Office of Management and Budget Click to print this document
June 6, 2002
(House)

H.R. 2143 - Permanent Death Tax Repeal Act
(Rep. Weldon (R) Florida and 57 cosponsors)

The Administration strongly supports House passage of the Permanent Death Tax Repeal Act. The Administration is pleased that the House is acting now to make an important part of the President’s tax relief plan permanent.

The Economic Growth and Tax Relief Reconciliation Act of 2001 provided well-timed and much needed tax relief to the American people and laid the foundation for a quicker return to long-term economic growth. Key elements of this relief include: a reduction in income tax rates, including a new low 10-percent rate; an increase in the child tax credit from $500 to $1,000 per child; a reduction in the marriage penalty; and elimination of the death tax.

The unfair death tax results in the double taxation of a family's hard-earned assets. Its elimination will lower the tax burden on families, small businesses, and family farms and promote fairness and economic growth. Unfortunately, this tax relief expires at the end of 2010. Failure to make the President's tax cut permanent would increase taxes by an average of $1,040 for 104 million taxpayers, including workers, married couples and families with children. In 2011, a median-income family of 4 would see their taxes increase by $1,866 relative to an extension of the President's tax cut. Failure to make the death tax repeal permanent would increase taxes by $103.5 billion.

The time to fix this problem is now, so American families, small businesses, and farmers and ranchers can make their plans for the future today, without needlessly worrying how these plans could be jeopardized by inaction in the future. Making the tax repeal permanent will ensure that Americans can make long-term plans when saving for their children’s education, when undertaking new business ventures, when planning for retirement, and when planning future contributions to charity and passing on a family business to their children.
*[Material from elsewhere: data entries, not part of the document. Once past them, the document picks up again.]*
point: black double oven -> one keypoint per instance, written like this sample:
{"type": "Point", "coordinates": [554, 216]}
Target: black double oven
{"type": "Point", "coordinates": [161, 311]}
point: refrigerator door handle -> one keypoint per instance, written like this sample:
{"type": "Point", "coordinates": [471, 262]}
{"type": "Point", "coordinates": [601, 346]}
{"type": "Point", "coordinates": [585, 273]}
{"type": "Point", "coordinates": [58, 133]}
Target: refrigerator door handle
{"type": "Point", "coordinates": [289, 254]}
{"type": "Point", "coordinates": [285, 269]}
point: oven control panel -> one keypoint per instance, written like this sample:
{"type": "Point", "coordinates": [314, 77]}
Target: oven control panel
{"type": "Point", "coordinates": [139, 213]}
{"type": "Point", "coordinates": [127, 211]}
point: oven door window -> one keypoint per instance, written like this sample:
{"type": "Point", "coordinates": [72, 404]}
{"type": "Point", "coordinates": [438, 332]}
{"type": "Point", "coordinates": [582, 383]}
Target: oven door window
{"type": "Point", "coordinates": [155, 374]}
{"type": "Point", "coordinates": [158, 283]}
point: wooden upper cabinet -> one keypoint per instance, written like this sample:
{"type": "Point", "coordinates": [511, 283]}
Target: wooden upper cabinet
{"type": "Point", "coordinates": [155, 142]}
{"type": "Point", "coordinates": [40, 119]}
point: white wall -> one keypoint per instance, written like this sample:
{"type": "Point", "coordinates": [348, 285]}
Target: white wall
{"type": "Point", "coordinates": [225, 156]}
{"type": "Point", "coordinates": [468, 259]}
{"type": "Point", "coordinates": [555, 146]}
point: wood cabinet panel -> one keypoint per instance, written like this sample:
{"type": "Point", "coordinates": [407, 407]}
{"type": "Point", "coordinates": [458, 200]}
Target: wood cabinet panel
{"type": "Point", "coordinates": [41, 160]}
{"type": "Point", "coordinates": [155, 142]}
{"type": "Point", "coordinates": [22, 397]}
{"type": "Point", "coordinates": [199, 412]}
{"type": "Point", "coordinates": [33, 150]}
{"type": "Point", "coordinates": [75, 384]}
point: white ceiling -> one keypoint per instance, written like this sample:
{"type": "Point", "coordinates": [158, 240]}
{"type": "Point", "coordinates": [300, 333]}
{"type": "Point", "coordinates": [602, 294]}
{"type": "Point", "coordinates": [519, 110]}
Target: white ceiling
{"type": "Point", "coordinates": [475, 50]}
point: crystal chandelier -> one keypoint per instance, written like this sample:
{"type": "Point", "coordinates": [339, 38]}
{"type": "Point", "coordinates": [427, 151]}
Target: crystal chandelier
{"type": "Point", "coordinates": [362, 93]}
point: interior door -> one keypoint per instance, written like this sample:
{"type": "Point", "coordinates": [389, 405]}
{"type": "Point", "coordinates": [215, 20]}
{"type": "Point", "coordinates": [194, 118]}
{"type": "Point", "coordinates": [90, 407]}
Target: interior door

The Administration urges quick action in the Congress to make the elimination of the death tax permanent.

Pay-As-You-Go-Scoring

Any law that would reduce receipts or increase direct spending is subject to the PAYGO requirements of the Balanced Budget and Emergency Deficit Control Act (BEA) and could cause a sequester of mandatory programs in any fiscal year through 2006. The requirement to score PAYGO costs expires on September 30, 2002, and there are no discretionary caps beyond 2002. The Administration will work with Congress to ensure fiscal discipline consistent with the President's budget and a quick return to a balanced budget. The Administration will also work with Congress to ensure that any unintended sequester of spending does not occur.